Rahner vislumbra un mundo futuro más secularizado y con una mayor diversidad ideológica que el mundo antiguo. Por tanto, “la espiritualidad del futuro no estará ya sostenida socialmente… por un ambiente cristiano homogéneo.” La espiritualidad del cristiano hoy debe encontrar su fundamento en una fe personal y valiente, arraigada en la experiencia personal de Dios, dentro de una Iglesia comprometida en el ámbito social y con una visión del sentido de la vida que incluye el Reino como horizonte futuro y no como una realización concreta dentro de nuestro mundo terrenal. “En esta situación la responsabilidad personal del individuo en su decisión de fe es necesaria y se requiere de una manera mucho más radical que en el pasado”, dice Rahner.
Hay que destacar el papel de la oración y de la experiencia de Dios. A este respecto nos dice Rahner: “el cristiano del futuro o será un místico o no será nada.” Y nos aclara qué significa esa mística en el mundo de hoy: “… no (son) unos fenómenos parapsicológicos extraños, sino una auténtica experiencia de Dios, que brota del centro de la existencia...”
Sin embargo, la experiencia de Dios no es producto de un intimismo o individualismo exagerado. Rahner aclara que la experiencia de Dios debe hacerse dentro de un grupo, “la experiencia del Espíritu hecha por una comunidad”, algo así como la experiencia original de los Apóstoles en el primer Pentecostés.
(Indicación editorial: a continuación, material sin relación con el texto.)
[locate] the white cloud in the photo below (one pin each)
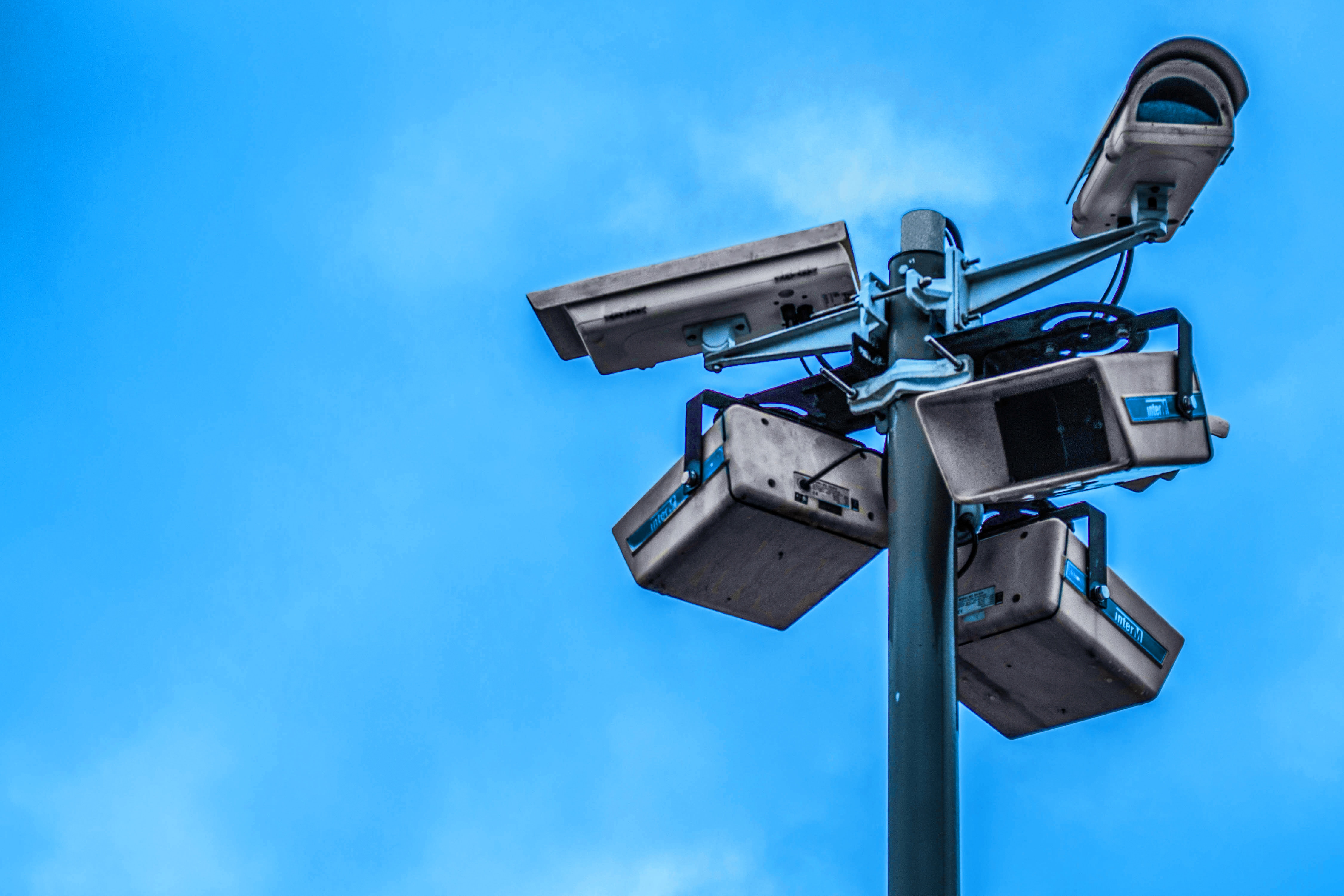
(846, 160)
(135, 821)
Esta observación nos ayuda a comprender mejor la necesidad que sienten muchos cristianos hoy día de asociarse y orar con otros en comunidades de creyentes con el fin de vivir más plenamente su fe y buscar juntos esa experiencia de Dios.
Finalmente, la experiencia de Dios debe nacer dentro de la Iglesia: no en una Iglesia idealizada, pulida, perfecta, en la que no caben tensiones ni diversas opiniones, sino “una Iglesia de pecadores, de la tienda del desierto sacudida por todos los vendavales de la historia, del pueblo de Dios peregrino… una iglesia de tensiones y de discordias interiores… bajo el peso tanto de los repliegues reaccionarios de la institución como de los fáciles modernismos que amenazan con dilapidar el sagrado patrimonio de la fe y la memoria de su experiencia histórica.” Una Iglesia como la que ha descrito el Papa Francisco, abierta a todos como “un hospital de campaña”, en donde encuentran acogida los pecadores y enfermos de todas clases.
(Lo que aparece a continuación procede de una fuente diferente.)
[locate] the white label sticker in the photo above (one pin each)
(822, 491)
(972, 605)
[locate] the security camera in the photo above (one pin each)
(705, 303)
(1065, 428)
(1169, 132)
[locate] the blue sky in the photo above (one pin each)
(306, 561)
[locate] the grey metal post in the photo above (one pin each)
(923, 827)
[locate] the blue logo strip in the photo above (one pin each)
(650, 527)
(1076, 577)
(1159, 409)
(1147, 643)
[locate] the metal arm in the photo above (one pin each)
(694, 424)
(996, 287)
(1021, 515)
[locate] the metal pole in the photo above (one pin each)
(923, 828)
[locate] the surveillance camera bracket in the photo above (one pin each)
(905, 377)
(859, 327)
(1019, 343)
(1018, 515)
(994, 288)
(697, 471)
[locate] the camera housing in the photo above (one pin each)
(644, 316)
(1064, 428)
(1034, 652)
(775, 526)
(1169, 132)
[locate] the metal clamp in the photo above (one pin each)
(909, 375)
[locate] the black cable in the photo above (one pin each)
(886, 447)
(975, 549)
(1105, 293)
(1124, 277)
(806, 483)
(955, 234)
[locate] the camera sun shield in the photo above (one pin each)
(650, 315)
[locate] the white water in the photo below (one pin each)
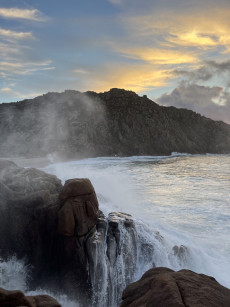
(183, 197)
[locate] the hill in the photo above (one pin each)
(118, 122)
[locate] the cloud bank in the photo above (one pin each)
(212, 102)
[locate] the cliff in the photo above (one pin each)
(117, 122)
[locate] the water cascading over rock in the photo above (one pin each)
(61, 233)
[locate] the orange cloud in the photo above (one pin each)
(138, 78)
(160, 56)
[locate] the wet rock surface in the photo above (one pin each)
(72, 247)
(164, 287)
(62, 235)
(17, 298)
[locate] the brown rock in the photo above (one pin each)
(163, 287)
(79, 213)
(17, 298)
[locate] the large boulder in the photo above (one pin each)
(28, 213)
(164, 287)
(17, 298)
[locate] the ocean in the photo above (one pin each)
(182, 198)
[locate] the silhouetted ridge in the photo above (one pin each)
(118, 122)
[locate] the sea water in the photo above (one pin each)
(184, 198)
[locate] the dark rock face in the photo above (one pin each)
(164, 287)
(17, 298)
(28, 202)
(61, 233)
(118, 122)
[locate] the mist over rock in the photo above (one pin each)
(118, 122)
(164, 287)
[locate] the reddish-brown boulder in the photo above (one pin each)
(163, 287)
(17, 298)
(79, 212)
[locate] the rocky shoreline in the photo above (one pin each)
(72, 247)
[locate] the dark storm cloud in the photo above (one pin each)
(212, 102)
(207, 71)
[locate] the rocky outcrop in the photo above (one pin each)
(118, 122)
(164, 287)
(64, 237)
(17, 298)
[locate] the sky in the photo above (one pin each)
(177, 52)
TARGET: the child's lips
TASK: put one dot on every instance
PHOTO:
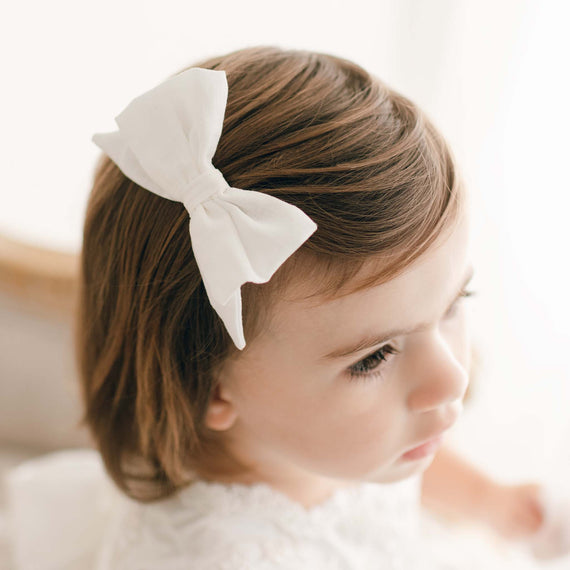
(424, 449)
La espiritualidad tiene raíces venerables en el pasado con autores como Santa Teresa de Jesús, San Juan de la Cruz y San Ignacio de Loyola, pero para ser creíble, debe hablar al mundo del presente y del futuro. Capaz de hablar a los jóvenes, la espiritualidad cristiana hoy tiene sus retos. La reflexión y la mirada providencial hacia el futuro de Karl Rahner nos pueden ayudar a enfrentar esos retos y encontrar nuevos caminos y un nuevo lenguaje que responda a las necesidades y anhelos del hombre contemporáneo.